About this newsletter

This family history newsletter is published three or four times a year usually when some interesting family items have been added to the website.  An email including a link to it is sent to all my family history contacts.  Please feel free to forward the email or a link to this page on to family members who may not have seen the website.

Churchill & Enever coincidences

Australia's 'First Fleeters'

En(n)evers & Smiths and Middle Eastern origins?

Ruskin Bond

 

Churchill & Enever coincidences

Jennie Churchill (nee Jerome) with sons John and Winston
Jennie Churchill (nee Jerome) with sons John and Winston
A previous newsletter highlighted some family connections to both Sir Winston Churchill and Edward 'Ned' Kelly and with the help of another researcher we have spotted some other items which are interesting little historical coincidences.  They may lack any obvious objective significance  but are appealing nonetheless:

  • we already knew that Augustus Joseph Enever & Cleopatra Cecilia Burgoyne were married by the father of Lily Langtry, the celebrated society lady who became the mistress of Albert Edward, prince of Wales, later King Edward VII but...
  • we now discover that Cleopatra's second son from her marriage to William Taylor Power bought his Hampshire house from the son of Mary 'Patsy' Cornwallis-West, wife of William Cornwallis Cornwallis-West.  According to Antony Camp's research,  William & Mary's daughter, who became Daisy, Princess of Pless, was one of the mistresses of the future King George V although other researchers claim that she too was a mistress of his father, Edward VII. 
  • ...and William & Patsy's son, George Cornwallis-West, was the second husband of ┬áLady Randolph Churchill (Jennie Jerome), mother of Winston Churchill and that Augustus's great niece, Barbara Yvonne Enever, married Lionel Leslie, nephew of Lady Randolph Churchill in 1942.

Famiy history is rarely dull if you dig deep enough!

Australia's 'First Fleeters'

The Charlotte at Portsmouth before departure in May 1787
The Charlotte at Portsmouth before departure in May 1787

Between 1787 and 1850 the English sent more than 160,000 convicts to Australia.
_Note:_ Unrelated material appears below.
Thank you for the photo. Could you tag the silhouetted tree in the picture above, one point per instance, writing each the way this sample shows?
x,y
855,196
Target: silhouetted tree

The first eleven of these ships are known today as the 'First Fleet' and contained the convicts and marines who are now generally acknowledged as the founders of Australia.

The First Fleet sailed from Great Britain on 13 May 1787 with about 1,487 people, including 778 convicts (192 women and 586 men), to establish the first European colony in Australia, in New South Wales. The fleet was led by Captain (later Admiral) Arthur Phillip. The ships arrived at Botany Bay between 18th and 20th January 1788. HMS Supply arrived on 18 January, The Alexander, Scarborough and Friendship arrived on 19 January and the remaining ships on 20 January 1788.

Many of the convicts were skilled tradesmen who had committed trivial crimes and sentenced to seven years, the time required to set up the infrastructure for the new colony. Convicts were often given pardons prior to or on completion of their sentences and were allocated parcels of land to farm.

The story of the 'First Fleet' is told in more detail here and there is a table at the end of the page giving details of family members who are 'First Fleeters'.

En(n)evers & Smiths and Middle Eastern origins?

One of the reasons I began my family history research was, not unnaturally, my family's unusual surname. I had spent most of my business life spelling the name to many contacts and there was no shortage of the question 'Where does that originate from?'. I never really knew and so maybe I had hoped to try to find the answer at some stage.  As many of you will know surnames became common in England between the twelfth and fourteenth centuries when governments introduced personal taxation and they are generally derived from four sources:

  1. Patronymic: the given (first) name of the father eg Williamson, or its abbreviated form Williams, meaning son of William, Richardson etc.  Different forms of these hereditary names occur in many countries eg Mac (Gaelic), O' (Irish) etc.
  2. Locative: local surnames derived from the place of residence of its owner eg Hill, Wood, Lane, Ashford etc.
  3. Descriptive: names derived from personal attributes such as Long, Short, Little, Good, Wise etc.
  4. Occupational: names derived from occupations eg Farmer, Miller, Cooper, Fletcher, Collier (a coal miner) etc.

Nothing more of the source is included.